Hugo Yasky cuestionó que la iniciativa responda a las necesidades sociales del país y sostuvo que existe una vinculación directa con las exigencias del Fondo Monetario Internacional. En su exposición, cuestionó el impacto del ajuste sobre salarios y jubilaciones y reclamó políticas orientadas a la educación pública, las universidades y las paritarias.

“La carta orgánica del Banco Central está pensada para perpetuar este esquema de redistribución regresiva de la riqueza... Se puede tener estabilidad y justicia social”, afirmó Yasky.

En la misma línea, el diputado Germán Martínez sostuvo que el actual Gobierno estaría incumpliendo compromisos asumidos durante la campaña electoral. En su discurso vinculó la reforma con el cierre de empresas, la pérdida de puestos de trabajo y el deterioro del poder adquisitivo, además de cuestionar el impacto sobre universidades, ciencia y tecnología.

 

Una reforma que todavía no es ley

La media sanción representa un avance significativo para el Gobierno, pero no constituye todavía la aprobación definitiva. El proyecto deberá ser tratado por el Senado, donde continuará una discusión que ya mostró una fuerte confrontación política.

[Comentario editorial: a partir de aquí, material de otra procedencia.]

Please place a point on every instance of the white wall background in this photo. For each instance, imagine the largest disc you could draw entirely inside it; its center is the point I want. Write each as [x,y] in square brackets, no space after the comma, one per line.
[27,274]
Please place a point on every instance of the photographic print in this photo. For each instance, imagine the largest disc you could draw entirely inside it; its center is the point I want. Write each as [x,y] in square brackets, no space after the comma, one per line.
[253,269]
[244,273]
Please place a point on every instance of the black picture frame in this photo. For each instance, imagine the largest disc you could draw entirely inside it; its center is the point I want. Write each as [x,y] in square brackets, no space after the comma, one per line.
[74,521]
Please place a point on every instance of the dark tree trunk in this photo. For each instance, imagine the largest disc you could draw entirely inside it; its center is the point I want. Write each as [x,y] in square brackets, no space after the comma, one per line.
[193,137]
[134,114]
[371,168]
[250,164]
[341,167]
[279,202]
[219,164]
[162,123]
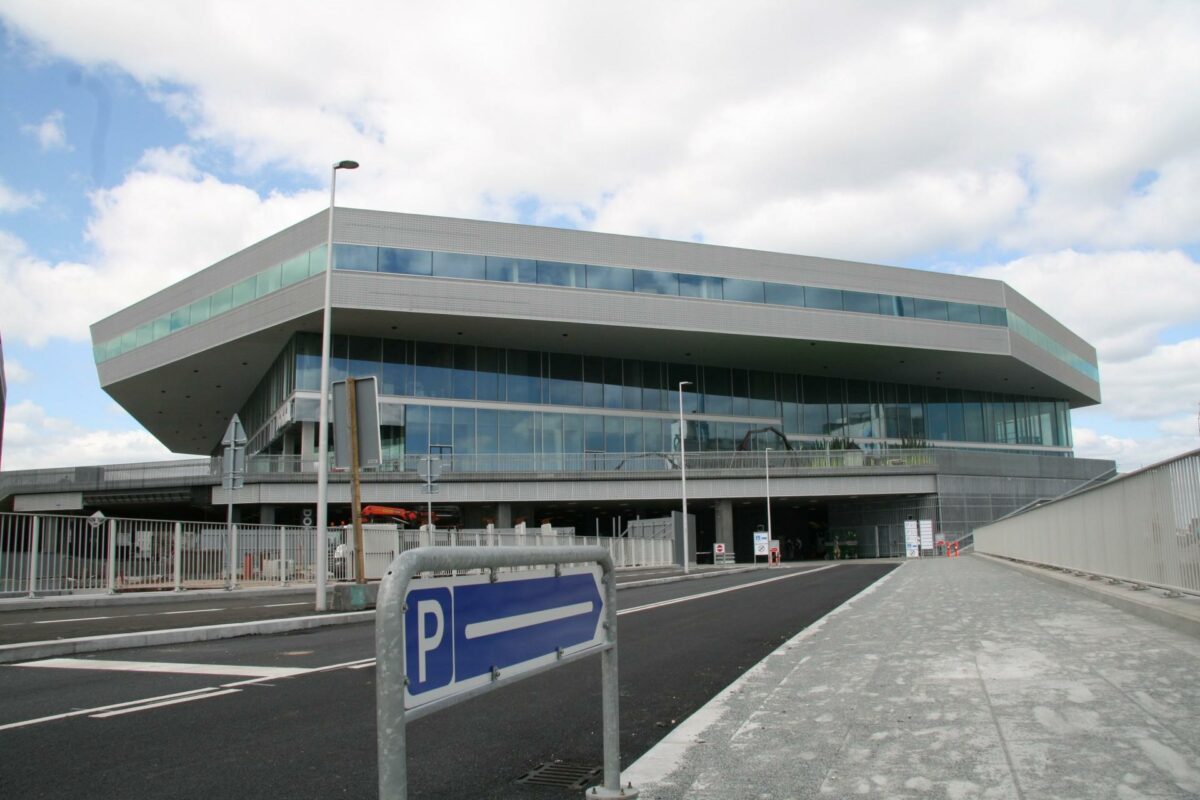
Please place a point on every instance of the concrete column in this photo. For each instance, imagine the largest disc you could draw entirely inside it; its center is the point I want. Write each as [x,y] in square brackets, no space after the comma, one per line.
[724,522]
[307,449]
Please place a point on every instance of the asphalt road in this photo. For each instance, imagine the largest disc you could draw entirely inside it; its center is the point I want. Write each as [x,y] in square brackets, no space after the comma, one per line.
[311,734]
[149,613]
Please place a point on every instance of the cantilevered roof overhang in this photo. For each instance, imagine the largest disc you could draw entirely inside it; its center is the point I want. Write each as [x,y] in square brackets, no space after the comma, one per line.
[184,388]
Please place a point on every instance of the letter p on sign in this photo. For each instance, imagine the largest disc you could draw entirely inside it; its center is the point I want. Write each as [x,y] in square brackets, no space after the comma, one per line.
[429,647]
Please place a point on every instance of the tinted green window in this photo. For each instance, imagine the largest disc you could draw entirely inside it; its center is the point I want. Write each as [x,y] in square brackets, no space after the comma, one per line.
[783,294]
[294,270]
[417,429]
[718,391]
[557,274]
[697,286]
[511,270]
[523,380]
[743,290]
[651,282]
[863,302]
[457,265]
[406,262]
[487,373]
[243,293]
[516,432]
[616,278]
[817,298]
[317,258]
[931,310]
[355,257]
[199,311]
[993,316]
[463,380]
[221,301]
[268,281]
[565,379]
[963,312]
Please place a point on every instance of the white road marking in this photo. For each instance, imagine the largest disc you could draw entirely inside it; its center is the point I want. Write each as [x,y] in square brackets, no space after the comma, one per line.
[191,611]
[162,703]
[81,713]
[719,591]
[167,667]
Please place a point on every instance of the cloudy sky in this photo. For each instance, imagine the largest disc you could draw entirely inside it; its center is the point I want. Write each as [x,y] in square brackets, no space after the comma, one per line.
[1051,145]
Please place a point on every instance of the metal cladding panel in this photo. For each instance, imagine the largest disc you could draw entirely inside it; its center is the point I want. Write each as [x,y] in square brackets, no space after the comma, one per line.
[274,250]
[385,229]
[599,491]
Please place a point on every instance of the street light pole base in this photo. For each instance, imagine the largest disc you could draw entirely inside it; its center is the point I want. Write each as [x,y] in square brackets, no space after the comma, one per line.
[599,793]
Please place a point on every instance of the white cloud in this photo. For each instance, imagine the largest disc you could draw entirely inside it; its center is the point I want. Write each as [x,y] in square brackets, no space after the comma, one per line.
[51,133]
[851,130]
[12,200]
[36,440]
[141,246]
[1120,301]
[16,373]
[1132,452]
[877,131]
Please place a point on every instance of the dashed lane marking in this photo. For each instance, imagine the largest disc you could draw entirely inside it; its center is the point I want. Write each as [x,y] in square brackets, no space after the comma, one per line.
[167,667]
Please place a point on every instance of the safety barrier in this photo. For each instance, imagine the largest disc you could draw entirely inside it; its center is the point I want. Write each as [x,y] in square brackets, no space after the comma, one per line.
[1143,528]
[43,554]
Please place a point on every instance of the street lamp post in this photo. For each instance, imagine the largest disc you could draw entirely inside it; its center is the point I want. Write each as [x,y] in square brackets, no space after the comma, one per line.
[323,429]
[766,456]
[683,471]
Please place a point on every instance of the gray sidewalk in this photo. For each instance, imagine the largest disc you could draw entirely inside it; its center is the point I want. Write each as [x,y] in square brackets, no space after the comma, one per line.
[952,678]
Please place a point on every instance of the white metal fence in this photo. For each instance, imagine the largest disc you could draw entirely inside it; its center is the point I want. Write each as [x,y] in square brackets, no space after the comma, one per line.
[58,554]
[1143,528]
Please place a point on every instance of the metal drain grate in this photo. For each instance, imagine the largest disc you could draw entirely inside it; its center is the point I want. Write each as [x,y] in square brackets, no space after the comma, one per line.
[567,776]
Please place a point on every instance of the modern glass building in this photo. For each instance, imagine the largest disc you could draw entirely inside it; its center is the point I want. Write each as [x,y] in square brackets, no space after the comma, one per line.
[547,367]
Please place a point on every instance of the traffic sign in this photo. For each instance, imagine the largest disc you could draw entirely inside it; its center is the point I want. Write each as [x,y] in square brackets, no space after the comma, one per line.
[465,632]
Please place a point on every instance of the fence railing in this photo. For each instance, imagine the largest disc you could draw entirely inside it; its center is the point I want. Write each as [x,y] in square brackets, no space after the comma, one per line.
[1143,528]
[618,464]
[67,554]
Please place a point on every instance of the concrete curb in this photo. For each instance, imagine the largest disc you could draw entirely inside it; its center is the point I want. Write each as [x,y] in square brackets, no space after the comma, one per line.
[54,648]
[1180,614]
[34,650]
[147,597]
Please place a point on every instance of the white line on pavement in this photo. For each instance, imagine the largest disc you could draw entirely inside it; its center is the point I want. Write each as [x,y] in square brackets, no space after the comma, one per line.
[159,705]
[167,667]
[192,611]
[78,713]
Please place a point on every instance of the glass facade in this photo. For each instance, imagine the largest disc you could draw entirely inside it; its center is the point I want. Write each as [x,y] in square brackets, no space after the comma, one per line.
[606,404]
[612,278]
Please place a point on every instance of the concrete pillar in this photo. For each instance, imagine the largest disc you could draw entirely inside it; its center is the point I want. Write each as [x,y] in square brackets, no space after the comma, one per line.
[723,517]
[307,449]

El oficialismo sostiene que la reforma busca preservar el valor de la moneda y limitar la utilización del Banco Central como fuente de financiamiento del Estado. La oposición, en cambio, advierte sobre una posible pérdida de herramientas para promover el empleo, asistir al entramado productivo y responder frente a situaciones extraordinarias.

El debate, por lo tanto, no se reduce a una discusión técnica sobre una carta orgánica. En el recinto quedaron expuestas dos concepciones enfrentadas: una que coloca la estabilidad monetaria y las restricciones a la emisión en el centro de la política del Banco Central, y otra que reclama mantener objetivos vinculados con el empleo, el desarrollo, la estabilidad financiera y la equidad social.

Ahora será el Senado el escenario donde se definirá si las restricciones impulsadas por el Gobierno se convierten en una nueva arquitectura institucional del Banco Central. La discusión tendrá consecuencias que exceden al actual gobierno, porque buena parte del conflicto gira precisamente alrededor de cuánto margen de decisión conservarán las futuras administraciones democráticas frente a las reglas que hoy pretende establecer el oficialismo.